- Access to electricity in Rwanda has increased from 34 per cent in 2017 to 72 per cent in 2024.
- In the first quintile (the poorest), access to electricity rose from 2 per cent in 2014 to 9 per cent in 2017 and then surged to 53 per cent in 2024.
Access to electricity in Rwanda has increased from 34 per cent in 2017 to 72 per cent in 2024, according to the new Integrated Household Living Conditions Survey (EICV7).
Urban areas saw an increase from 76 per cent in 2017 to 88 per cent in 2024, while rural areas experienced an increase from 25 per cent to 65 per cent over the same period — a 40-percentage-point increase in rural electrification alone.
The survey also noted gains among the poorest households. Access to electricity by quintile — which categorises the population into five income-based groups from the poorest (Q1) to the richest (Q5) — reveals a 44-percentage-point increase for those in the lowest quintile.
In the first quintile (the poorest), access to electricity rose from 2 per cent in 2014 to 9 per cent in 2017, and then surged to 53 per cent in 2024.
The second quintile increased from 5 per cent in 2014 to 16 per cent in 2017, and 62 per cent in 2024.
In the third quintile, access rose from 7 per cent in 2014 to 25 per cent in 2017, and 68 per cent in 2024. The fourth quintile moved from 17 per cent in 2014 to 37 per cent in 2017, reaching 77 per cent by 2024.
The highest quintile also saw progress, rising from 57 per cent in 2014 to 69 per cent in 2017 and 92 per cent in 2024.
Presenting the findings, Ivan Murenzi, the Director General of the National Institute of Statistics of Rwanda (NISR), emphasised that the progress reflects the effectiveness of targeted government programmes aimed at expanding access to basic services.

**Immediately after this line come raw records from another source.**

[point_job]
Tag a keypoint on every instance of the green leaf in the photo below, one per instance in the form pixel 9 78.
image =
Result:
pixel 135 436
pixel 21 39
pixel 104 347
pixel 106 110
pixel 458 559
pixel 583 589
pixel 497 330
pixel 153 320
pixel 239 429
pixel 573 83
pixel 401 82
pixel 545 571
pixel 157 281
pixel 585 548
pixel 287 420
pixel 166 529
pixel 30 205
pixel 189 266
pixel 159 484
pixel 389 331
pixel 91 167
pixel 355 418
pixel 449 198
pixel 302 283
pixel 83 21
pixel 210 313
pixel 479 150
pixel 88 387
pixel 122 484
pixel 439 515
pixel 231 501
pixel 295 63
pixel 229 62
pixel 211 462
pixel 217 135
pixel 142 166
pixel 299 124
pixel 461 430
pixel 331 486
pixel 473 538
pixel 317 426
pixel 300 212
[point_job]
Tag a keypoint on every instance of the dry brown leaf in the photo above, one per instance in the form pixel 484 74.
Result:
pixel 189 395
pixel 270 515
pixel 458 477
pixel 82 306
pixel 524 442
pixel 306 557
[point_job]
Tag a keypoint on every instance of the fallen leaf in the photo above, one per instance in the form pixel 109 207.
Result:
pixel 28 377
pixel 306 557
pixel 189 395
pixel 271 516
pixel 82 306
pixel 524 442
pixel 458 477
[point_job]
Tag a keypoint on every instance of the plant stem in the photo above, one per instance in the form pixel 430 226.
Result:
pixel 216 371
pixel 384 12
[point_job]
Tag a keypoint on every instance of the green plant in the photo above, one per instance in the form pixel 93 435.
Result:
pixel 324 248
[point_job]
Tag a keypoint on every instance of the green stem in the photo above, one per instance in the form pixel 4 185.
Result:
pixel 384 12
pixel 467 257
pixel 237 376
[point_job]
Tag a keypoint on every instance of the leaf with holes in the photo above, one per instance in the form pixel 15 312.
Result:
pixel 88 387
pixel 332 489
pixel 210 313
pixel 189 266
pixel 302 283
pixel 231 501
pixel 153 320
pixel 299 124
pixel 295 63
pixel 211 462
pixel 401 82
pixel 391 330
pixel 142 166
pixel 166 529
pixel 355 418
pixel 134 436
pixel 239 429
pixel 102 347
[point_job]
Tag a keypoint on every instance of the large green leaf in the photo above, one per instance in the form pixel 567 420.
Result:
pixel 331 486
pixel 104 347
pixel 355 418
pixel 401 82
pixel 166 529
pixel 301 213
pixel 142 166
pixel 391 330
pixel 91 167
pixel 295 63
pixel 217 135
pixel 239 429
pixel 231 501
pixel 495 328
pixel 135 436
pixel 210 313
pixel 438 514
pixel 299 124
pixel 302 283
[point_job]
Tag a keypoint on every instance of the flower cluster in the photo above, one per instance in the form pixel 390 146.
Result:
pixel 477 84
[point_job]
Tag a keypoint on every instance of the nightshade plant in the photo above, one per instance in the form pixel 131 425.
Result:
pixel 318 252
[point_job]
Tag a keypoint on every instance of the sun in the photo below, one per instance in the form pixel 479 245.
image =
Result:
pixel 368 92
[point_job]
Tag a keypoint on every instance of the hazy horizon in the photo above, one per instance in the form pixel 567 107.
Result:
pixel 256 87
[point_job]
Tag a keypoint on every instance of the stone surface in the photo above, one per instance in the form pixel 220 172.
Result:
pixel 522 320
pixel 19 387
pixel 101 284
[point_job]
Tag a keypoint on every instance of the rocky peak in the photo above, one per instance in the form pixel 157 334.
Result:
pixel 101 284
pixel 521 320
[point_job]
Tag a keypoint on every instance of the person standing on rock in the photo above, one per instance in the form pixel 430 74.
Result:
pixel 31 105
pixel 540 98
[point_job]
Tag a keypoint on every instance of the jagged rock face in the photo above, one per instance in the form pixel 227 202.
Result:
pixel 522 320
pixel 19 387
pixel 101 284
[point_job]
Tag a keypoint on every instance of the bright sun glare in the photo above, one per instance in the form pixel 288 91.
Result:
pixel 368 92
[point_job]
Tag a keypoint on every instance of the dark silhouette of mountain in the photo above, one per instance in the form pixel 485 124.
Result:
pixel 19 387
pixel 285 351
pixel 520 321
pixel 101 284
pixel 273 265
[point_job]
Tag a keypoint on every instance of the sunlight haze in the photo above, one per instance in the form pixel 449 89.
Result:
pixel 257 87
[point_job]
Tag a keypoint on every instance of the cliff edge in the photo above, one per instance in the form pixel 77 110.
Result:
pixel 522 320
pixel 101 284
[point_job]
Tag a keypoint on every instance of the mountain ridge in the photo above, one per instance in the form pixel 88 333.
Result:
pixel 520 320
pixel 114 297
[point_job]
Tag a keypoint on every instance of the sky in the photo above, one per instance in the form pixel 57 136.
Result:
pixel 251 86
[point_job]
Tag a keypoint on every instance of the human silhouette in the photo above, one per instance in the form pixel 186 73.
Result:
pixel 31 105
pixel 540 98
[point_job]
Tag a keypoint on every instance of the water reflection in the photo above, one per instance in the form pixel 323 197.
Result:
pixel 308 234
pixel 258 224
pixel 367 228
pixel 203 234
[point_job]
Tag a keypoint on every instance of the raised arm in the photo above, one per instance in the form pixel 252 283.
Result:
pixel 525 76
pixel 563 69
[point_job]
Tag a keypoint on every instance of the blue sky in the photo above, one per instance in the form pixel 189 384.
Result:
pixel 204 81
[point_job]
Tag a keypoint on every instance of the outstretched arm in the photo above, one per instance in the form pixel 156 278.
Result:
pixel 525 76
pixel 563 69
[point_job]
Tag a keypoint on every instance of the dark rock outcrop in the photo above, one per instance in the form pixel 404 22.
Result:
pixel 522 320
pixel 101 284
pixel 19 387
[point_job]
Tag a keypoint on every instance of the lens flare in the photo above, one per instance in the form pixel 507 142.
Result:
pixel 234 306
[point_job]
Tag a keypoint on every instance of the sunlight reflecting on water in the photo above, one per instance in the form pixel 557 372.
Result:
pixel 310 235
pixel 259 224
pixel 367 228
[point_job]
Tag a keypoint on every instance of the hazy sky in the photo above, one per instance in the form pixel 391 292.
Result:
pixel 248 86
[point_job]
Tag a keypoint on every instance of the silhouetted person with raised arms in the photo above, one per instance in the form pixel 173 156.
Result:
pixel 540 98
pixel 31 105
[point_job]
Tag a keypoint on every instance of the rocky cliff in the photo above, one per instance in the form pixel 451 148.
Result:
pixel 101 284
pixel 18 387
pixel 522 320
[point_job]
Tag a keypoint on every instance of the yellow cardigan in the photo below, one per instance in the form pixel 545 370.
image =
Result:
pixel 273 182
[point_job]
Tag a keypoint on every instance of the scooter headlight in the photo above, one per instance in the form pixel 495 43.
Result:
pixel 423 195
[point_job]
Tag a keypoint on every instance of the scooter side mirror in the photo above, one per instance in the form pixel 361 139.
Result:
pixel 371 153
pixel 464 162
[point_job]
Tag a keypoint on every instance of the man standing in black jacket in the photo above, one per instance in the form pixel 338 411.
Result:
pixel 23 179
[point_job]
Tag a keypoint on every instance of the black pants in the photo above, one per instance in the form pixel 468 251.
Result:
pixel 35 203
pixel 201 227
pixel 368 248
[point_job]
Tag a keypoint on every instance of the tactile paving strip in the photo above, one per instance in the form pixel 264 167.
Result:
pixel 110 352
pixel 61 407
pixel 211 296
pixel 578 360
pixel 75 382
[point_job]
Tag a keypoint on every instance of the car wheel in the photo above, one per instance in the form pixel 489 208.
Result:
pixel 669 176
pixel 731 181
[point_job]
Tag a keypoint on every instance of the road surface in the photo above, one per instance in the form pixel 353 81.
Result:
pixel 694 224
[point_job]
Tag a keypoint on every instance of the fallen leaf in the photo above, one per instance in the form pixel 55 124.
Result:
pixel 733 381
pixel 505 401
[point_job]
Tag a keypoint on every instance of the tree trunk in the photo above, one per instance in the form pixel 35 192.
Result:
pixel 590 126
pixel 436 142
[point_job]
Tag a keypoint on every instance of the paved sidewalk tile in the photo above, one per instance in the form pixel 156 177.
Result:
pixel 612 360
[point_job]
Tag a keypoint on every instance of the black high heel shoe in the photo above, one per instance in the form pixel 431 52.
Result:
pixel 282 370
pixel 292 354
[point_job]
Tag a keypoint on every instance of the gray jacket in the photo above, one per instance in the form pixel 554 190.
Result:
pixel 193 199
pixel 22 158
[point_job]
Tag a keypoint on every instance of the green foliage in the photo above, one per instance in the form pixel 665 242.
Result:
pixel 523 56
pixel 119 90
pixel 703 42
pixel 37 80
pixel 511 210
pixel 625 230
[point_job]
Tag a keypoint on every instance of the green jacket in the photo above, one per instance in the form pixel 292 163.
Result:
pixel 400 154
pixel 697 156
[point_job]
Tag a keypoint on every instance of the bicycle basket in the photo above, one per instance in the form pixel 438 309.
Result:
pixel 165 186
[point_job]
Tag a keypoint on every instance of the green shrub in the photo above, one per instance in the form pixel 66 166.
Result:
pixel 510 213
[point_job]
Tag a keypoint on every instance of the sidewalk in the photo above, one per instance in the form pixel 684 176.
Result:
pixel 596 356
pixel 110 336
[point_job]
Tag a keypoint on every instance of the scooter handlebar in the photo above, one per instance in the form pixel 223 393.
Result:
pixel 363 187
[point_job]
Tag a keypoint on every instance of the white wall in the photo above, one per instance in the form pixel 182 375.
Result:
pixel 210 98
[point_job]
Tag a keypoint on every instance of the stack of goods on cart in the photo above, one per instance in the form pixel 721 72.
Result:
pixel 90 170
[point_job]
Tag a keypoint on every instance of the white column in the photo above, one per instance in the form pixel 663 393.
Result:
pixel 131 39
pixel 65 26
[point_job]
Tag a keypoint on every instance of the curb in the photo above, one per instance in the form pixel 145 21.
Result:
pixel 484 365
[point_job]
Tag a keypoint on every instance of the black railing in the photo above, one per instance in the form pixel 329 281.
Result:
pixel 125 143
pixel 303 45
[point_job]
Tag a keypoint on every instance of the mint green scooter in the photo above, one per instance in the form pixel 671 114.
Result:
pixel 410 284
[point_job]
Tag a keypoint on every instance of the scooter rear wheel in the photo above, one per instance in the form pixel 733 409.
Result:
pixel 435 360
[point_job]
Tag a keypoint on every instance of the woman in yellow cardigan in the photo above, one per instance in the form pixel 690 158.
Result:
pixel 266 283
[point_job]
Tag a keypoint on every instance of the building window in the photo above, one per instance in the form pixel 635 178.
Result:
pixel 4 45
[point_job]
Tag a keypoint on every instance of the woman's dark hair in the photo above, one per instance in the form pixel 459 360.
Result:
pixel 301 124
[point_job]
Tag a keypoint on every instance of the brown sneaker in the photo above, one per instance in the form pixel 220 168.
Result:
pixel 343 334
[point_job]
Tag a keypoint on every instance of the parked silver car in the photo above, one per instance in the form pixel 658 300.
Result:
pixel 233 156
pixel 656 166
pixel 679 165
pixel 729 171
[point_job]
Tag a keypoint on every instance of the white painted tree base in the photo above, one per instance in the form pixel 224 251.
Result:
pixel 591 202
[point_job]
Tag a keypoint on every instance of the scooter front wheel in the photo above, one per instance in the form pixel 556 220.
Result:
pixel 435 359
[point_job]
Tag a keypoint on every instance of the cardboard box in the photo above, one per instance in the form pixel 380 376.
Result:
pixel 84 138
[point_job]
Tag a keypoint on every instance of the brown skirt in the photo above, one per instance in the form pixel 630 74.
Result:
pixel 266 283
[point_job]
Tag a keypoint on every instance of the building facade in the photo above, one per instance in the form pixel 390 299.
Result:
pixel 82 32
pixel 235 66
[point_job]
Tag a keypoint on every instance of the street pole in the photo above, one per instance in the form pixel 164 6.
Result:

“Access to electricity has increased more than threefold. That shows the programmes being implemented are well-targeted and are reaching the people who truly need them,” he said.
Murenzi said that one of the most telling indicators of equitable progress is access by income quintile, “If you want to know whether these programmes are reaching the poor, look at the gains in the first quintile.
“A 44-percentage-point increase in electricity access among the poorest is a big deal. The poorest went from just 9 per cent in 2017 to 53 per cent in 2024.”
The EICV survey is conducted every three years, but the latest cycle took longer due to delays caused by the COVID-19 pandemic.